Die Verwaltung prüft die letzten Vertragsdetails für den Vertrag mit dem Investor, der die Festhalle betreiben will. Es gehe hier vor allem eher um redaktionelle Details, politisch werde der Verwaltungsausschuss zu dem Übereinkommen beschließen, wie Bürgermeister Oliver Theiß erklärte.
„Wir sind hier ein deutliches Stück vorangekommen“, erklärte der Bürgermeister auf Nachfrage. Die Verträge würden vorliegen und über alle Punkte bestehe grundsätzliche Einigkeit zwischen der Stadt, den Wirtschaftsbetrieben und dem Investor. Auch eine rechtliche Prüfung durch das Rechnungsprüfungsamt sei erfolgt.

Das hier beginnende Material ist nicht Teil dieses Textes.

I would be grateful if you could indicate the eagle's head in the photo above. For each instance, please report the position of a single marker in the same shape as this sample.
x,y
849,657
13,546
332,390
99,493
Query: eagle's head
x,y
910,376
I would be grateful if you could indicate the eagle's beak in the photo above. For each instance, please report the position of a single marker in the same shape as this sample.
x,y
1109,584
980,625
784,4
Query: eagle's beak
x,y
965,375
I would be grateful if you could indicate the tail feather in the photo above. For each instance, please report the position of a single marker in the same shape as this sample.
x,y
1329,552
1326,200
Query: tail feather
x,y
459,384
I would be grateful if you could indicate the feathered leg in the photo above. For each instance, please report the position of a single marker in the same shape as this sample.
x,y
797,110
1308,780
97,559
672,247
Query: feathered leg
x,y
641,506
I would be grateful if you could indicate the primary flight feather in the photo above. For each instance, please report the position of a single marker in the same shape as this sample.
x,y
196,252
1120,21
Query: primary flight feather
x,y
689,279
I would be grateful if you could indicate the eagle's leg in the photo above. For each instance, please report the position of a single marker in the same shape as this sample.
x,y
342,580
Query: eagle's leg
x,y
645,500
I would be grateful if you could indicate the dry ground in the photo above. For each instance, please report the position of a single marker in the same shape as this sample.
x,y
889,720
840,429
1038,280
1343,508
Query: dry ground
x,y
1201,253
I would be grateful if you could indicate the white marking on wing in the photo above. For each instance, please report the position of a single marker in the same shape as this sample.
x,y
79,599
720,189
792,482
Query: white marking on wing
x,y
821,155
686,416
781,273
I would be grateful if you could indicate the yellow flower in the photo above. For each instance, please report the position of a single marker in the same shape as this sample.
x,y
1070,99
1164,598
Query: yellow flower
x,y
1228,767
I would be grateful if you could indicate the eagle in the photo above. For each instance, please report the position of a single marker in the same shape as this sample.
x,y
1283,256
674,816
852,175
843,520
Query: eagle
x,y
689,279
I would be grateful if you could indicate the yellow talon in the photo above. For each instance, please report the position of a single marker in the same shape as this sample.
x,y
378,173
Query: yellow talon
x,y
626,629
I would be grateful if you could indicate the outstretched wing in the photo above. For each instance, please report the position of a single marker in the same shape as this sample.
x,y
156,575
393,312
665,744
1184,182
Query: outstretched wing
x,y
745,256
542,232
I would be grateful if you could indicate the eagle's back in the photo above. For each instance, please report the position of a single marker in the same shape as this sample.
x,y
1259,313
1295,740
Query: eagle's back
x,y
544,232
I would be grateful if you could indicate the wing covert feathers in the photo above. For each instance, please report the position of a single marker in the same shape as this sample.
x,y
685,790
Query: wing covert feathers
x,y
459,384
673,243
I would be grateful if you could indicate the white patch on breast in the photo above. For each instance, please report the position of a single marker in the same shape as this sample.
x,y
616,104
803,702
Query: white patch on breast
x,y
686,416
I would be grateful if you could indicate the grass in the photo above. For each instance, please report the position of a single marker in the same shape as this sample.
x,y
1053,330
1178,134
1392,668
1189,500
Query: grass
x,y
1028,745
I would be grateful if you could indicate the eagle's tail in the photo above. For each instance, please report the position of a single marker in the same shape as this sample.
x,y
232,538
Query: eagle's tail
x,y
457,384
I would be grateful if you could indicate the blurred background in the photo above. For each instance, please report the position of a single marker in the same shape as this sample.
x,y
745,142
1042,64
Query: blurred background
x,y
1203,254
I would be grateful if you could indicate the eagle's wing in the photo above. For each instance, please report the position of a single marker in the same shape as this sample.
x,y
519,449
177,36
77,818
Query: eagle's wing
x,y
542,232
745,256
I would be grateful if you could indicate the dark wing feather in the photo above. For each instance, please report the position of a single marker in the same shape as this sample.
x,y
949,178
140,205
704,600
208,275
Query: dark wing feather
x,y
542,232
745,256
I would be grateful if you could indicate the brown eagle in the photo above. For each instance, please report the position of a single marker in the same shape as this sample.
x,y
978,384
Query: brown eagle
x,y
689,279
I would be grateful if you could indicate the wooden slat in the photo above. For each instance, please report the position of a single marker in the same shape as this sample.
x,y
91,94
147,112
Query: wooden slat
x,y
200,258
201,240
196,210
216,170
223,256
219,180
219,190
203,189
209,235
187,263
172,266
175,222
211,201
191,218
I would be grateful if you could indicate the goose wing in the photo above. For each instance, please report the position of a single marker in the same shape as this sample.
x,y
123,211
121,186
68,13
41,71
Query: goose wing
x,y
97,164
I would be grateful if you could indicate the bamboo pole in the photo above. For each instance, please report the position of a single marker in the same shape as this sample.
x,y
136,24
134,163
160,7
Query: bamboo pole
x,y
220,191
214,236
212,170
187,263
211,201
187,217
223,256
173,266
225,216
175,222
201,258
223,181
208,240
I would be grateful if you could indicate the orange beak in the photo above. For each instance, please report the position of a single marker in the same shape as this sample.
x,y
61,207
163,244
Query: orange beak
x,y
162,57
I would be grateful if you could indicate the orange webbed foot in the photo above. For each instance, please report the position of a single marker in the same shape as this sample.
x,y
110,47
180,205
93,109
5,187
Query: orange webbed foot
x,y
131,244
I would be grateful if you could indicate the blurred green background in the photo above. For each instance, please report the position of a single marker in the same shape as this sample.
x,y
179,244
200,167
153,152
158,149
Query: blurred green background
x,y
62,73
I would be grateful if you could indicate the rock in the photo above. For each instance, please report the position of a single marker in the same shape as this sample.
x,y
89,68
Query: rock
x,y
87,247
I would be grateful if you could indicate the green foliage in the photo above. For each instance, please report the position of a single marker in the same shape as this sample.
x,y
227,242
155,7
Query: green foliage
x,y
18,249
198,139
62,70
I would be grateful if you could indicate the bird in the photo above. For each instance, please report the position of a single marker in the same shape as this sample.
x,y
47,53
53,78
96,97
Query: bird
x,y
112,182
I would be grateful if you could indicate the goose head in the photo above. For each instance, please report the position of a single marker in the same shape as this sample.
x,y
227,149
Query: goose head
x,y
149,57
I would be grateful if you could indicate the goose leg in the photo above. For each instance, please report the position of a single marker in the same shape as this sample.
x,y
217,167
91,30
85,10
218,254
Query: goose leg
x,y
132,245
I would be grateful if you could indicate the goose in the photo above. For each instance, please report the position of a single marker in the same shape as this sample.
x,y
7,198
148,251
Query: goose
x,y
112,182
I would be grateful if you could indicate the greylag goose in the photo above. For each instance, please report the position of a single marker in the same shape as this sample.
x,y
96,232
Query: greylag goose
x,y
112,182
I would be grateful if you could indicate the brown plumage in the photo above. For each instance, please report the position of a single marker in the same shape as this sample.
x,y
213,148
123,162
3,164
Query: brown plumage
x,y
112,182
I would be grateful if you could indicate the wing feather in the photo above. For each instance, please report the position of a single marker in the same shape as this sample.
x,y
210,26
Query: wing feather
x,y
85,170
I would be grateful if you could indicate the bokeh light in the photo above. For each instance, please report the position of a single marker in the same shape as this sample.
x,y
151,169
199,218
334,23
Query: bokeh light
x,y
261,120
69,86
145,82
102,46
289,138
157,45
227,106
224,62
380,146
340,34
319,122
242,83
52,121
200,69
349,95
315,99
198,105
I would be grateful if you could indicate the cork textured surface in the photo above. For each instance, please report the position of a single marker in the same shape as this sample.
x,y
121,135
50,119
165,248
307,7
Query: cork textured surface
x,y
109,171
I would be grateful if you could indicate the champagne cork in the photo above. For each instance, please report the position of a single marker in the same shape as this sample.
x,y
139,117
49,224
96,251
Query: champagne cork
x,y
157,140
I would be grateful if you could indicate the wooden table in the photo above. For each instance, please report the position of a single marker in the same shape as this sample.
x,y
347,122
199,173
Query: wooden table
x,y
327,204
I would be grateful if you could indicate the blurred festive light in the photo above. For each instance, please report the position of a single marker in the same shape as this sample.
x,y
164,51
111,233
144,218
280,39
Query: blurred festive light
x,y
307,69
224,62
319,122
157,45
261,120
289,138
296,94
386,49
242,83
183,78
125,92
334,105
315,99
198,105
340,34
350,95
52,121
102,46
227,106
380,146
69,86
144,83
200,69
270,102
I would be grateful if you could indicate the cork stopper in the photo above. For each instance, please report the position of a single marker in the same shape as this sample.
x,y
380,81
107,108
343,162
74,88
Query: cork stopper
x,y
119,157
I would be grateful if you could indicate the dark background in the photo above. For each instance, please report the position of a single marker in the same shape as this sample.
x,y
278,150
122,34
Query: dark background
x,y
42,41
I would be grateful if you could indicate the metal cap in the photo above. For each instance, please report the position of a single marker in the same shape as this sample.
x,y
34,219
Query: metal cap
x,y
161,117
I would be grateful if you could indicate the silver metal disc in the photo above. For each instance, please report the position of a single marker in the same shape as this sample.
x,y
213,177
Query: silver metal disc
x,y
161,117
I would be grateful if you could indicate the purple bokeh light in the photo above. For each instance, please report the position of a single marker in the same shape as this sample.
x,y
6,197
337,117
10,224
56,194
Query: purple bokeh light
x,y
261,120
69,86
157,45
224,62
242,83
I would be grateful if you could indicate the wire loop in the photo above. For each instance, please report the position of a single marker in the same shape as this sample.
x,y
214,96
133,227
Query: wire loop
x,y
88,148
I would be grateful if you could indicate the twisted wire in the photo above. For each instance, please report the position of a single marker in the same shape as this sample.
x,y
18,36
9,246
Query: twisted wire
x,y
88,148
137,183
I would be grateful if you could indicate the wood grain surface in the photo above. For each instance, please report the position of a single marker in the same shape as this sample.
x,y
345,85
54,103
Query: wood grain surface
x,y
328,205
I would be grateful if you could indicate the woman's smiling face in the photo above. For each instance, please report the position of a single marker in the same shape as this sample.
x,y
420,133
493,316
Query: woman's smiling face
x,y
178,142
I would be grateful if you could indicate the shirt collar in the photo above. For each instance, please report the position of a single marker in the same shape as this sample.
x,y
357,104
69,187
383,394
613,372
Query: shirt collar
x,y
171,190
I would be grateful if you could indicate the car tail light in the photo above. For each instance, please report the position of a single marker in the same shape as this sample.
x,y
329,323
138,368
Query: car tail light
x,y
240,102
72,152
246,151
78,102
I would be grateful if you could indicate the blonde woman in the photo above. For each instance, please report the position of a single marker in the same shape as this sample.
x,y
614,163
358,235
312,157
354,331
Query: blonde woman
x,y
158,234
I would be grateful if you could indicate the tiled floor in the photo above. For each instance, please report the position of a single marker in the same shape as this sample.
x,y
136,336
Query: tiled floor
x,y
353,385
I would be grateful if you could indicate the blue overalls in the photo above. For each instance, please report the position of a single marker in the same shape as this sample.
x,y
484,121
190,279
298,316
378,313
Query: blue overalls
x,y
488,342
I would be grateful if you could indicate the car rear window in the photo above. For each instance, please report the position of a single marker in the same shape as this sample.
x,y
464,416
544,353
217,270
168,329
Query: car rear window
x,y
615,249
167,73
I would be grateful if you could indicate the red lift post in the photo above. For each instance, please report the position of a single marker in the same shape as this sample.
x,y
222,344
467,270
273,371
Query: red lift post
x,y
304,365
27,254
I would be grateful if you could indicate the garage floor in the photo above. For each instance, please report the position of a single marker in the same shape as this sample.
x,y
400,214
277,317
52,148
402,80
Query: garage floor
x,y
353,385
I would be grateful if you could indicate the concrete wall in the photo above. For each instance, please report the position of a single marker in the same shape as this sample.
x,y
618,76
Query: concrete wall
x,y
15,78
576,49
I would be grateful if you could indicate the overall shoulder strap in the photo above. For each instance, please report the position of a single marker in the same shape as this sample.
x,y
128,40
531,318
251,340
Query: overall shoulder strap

Nun seien nur noch redaktionelle Einzelheiten zu klären, unter anderem in Bezug auf das Steuerrecht. Aus Sicht der Verwaltung seien in den entscheidenden Punkten zielführende Vereinbarungen erreicht worden.
Auf der letzten Ratssitzung hätten die Gruppen und Fraktionen im nichtöffentlichen Teil der Sitzung beschlossen, dass der Verwaltungsausschuss den Beschluss in der Sache fällen soll. Der Verwaltungsausschuss tagt nichtöffentlich und häufiger als der Rat. Nächste Termine seien der 4. März und der 18. März. In diesem Zeitraum könnte also eine Zustimmung zum Vertrag erfolgen.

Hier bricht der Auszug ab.